If the LEDs are LEDs of the same color, e.g. white LEDs, a luminous flux can be scaled simply based on the number of inserted LEDs, without any need to modify a layout of the substrate 1. The number of LEDs on the substrate 1 can be selected arbitrarily between nine and twenty-one.

The substrate 1 can have one or more population zones as described and/or the lighting module M can have one or more substrates 1.

FIG. 5 shows a partial plan view onto the front side of a substrate 11 according to a second embodiment variant, wherein the LED mounting slots DL01 to DL21 are now populated with twenty-one LEDs of in some cases different color, namely with thirteen mint-colored LEDs (LED mounting slots DL14, DL16, DL17, DL18, DL20, DL01, DL03, DL04, DL06, DL07, DL09, DL10 and DL12, hatched vertically) and eight red LEDs (LED mounting slots DL02, DL05, DL08, DL11, DL13, D15, DL19, DL21, hatched diagonally). This configuration of the LED lighting module M is very light-intensive.

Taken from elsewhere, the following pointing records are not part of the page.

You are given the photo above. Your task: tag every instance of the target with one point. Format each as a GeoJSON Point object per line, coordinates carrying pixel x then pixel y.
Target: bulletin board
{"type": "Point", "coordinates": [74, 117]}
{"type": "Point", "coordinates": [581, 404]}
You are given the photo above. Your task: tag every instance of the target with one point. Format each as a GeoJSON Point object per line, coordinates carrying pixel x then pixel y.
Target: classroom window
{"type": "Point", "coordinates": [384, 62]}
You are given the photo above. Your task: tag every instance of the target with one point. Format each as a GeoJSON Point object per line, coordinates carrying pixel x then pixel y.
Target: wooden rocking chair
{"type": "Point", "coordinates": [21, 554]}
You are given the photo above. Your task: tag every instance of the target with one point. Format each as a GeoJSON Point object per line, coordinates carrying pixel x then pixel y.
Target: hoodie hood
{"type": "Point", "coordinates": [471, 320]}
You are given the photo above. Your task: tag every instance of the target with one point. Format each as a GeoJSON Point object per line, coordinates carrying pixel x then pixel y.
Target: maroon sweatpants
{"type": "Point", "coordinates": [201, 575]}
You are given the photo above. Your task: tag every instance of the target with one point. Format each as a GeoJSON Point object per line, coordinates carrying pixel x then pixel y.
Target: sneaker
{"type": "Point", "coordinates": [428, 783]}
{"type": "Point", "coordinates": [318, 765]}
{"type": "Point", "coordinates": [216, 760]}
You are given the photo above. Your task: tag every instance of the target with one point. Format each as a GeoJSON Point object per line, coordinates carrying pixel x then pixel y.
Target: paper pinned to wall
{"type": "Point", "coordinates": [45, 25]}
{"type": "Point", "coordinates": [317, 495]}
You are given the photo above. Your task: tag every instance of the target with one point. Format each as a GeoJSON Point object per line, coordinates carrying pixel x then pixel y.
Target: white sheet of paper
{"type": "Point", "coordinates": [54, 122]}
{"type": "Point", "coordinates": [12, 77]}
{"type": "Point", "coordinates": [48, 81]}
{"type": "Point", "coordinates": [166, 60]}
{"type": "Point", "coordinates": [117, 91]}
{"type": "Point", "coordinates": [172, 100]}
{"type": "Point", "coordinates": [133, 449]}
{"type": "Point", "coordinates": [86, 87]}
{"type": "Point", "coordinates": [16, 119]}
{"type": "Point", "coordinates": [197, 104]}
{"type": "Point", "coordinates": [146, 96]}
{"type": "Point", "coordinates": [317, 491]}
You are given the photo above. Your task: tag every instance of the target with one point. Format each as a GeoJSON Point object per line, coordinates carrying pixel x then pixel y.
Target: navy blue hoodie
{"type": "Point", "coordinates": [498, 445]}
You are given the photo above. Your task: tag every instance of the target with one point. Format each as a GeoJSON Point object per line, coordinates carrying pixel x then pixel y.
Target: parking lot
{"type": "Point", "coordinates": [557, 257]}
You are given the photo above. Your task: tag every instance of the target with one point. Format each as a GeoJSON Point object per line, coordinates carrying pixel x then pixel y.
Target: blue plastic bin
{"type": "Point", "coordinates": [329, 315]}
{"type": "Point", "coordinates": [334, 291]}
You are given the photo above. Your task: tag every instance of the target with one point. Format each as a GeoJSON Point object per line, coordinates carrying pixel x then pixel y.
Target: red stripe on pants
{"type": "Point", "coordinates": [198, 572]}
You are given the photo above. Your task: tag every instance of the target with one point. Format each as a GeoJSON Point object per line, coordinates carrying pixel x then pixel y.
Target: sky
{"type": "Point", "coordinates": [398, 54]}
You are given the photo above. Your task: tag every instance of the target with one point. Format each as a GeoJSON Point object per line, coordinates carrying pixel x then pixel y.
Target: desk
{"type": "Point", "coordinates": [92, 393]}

An electrical transition between the red LEDs and the mint-colored LEDs is realized in the form of a line between the contact surfaces K1, K2 of the mounting slots DL20 and DL21. This transition can also be regarded as a transition between circuit-separated regions which can be controlled separately. For example, said circuit-separated regions can in each case comprise LEDs of the same color.

FIG. 6 shows a partial plan view onto the front side of the substrate 11, with now only the nine inner LED mounting slots DL13 to DL21 being populated with LEDs of different color, namely five mint-colored LEDs (LED mounting slots hatched vertically) and four red LEDs (LED mounting slots hatched diagonally). This configuration of the LED lighting module M is cheaper than the configuration shown in FIG. 5.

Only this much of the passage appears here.